En la piel de Hugh Glass, Leonardo DiCaprio aúlla, se arrastra por el barro, gruñe y gime por conseguir su merecido Oscar. Renegando de su imagen playboy indolente, DiCaprio se convierte en un histrión aguerrido, a años luz del matizado Tom Hanks de Naufrago o del templado Robert Redford de Cuando todo está perdido; sin embargo, la entrega suicida del ex-niño mimado de Hollywood merece un reconocimiento. La simplicidad de su trabajo actoral es solo una extensión de la concepción del cine de Iñárritu, que necesita clarificar en todo momento las intenciones de sus personajes. En este sentido, la excepción la encontramos en un pasaje del film (el inicio del camino a la venganza) donde el personaje de DiCaprio se limita a merodear por el paisaje nevado reaccionando ante los obstáculos del camino. Por un momento, la psicología queda a un lado, el relato se ralentiza, la narrativa se purifica y se compone una sonata a la supervivencia, aunque lo de meterse dentro del cuerpo de un caballo muerto y “renacer” parece una treta tan elemental como la resurrección final de Sandra Bullock en Gravity, otra de las películas a las que remite El renacido. Por mi parte, debo reconocer que la película en la que más pensé mientras veía lo nuevo de Iñárritu fue la gran Essential Killing, de Jerzy Skolimowski, con Vincent Gallo en la piel de un soldado afgano hecho prisionero por las tropas norteamericanas y luego fugado en un país de la Europa del Este, que lucha por la supervivencia en medio de la naturaleza.
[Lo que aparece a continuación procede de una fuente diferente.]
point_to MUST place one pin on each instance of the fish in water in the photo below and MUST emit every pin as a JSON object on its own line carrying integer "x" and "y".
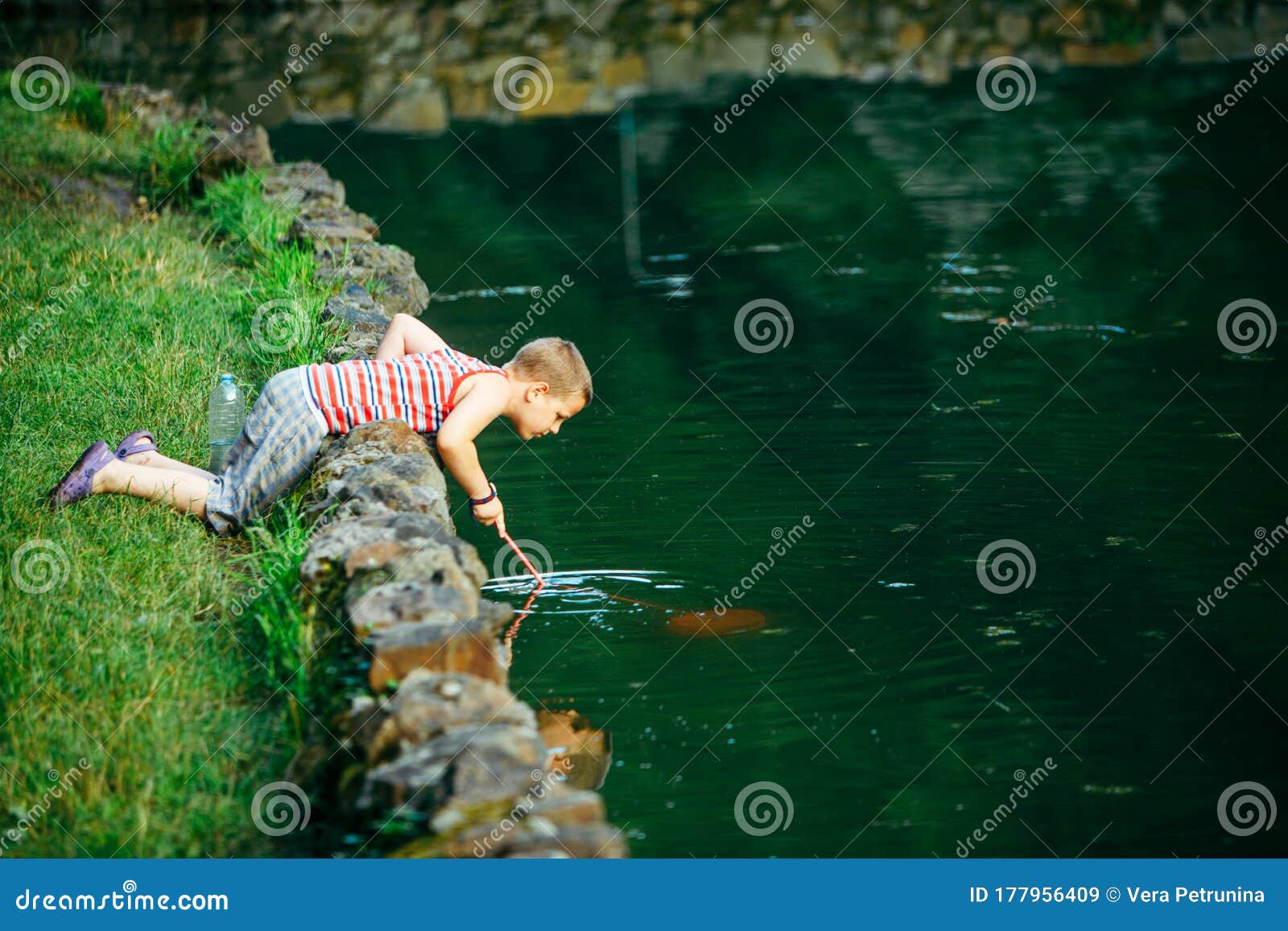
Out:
{"x": 708, "y": 624}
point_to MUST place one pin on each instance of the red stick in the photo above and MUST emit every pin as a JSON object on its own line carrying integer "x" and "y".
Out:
{"x": 514, "y": 546}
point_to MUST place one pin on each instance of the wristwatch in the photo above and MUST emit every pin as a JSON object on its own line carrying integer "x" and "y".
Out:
{"x": 476, "y": 502}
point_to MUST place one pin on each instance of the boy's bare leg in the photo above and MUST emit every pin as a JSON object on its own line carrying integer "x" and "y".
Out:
{"x": 158, "y": 461}
{"x": 182, "y": 491}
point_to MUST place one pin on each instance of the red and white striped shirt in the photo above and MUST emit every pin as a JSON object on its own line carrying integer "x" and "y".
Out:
{"x": 419, "y": 389}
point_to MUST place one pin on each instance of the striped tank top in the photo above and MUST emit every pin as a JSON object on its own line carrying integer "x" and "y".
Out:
{"x": 419, "y": 389}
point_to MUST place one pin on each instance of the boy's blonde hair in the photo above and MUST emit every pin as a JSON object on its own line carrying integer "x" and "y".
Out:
{"x": 557, "y": 362}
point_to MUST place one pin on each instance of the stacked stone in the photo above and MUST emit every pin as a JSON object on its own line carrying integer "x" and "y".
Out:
{"x": 401, "y": 66}
{"x": 441, "y": 742}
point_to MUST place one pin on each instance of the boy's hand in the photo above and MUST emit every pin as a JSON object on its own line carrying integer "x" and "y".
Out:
{"x": 491, "y": 513}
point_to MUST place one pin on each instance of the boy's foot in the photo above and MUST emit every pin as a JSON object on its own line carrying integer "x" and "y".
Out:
{"x": 137, "y": 448}
{"x": 85, "y": 476}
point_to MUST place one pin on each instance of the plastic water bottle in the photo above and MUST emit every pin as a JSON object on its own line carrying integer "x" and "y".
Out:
{"x": 227, "y": 415}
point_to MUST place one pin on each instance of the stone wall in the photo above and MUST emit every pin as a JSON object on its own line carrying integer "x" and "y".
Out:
{"x": 418, "y": 66}
{"x": 437, "y": 756}
{"x": 441, "y": 756}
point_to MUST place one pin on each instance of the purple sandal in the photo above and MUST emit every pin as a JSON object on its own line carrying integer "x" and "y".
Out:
{"x": 139, "y": 441}
{"x": 79, "y": 480}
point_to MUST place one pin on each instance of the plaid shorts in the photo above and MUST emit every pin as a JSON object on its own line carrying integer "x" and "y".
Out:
{"x": 275, "y": 450}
A través de su confianza en el misterio del arte y en la inteligencia del público, Skolimowski construía una enigmática y resonante reflexión sobre el lugar del ser humano en un mundo golpeado por el extravío existencial y el caos político-ideológico. El cine como una invitación a la reflexión, algo que se echa de menos en la impresionante y flagelante El renacido.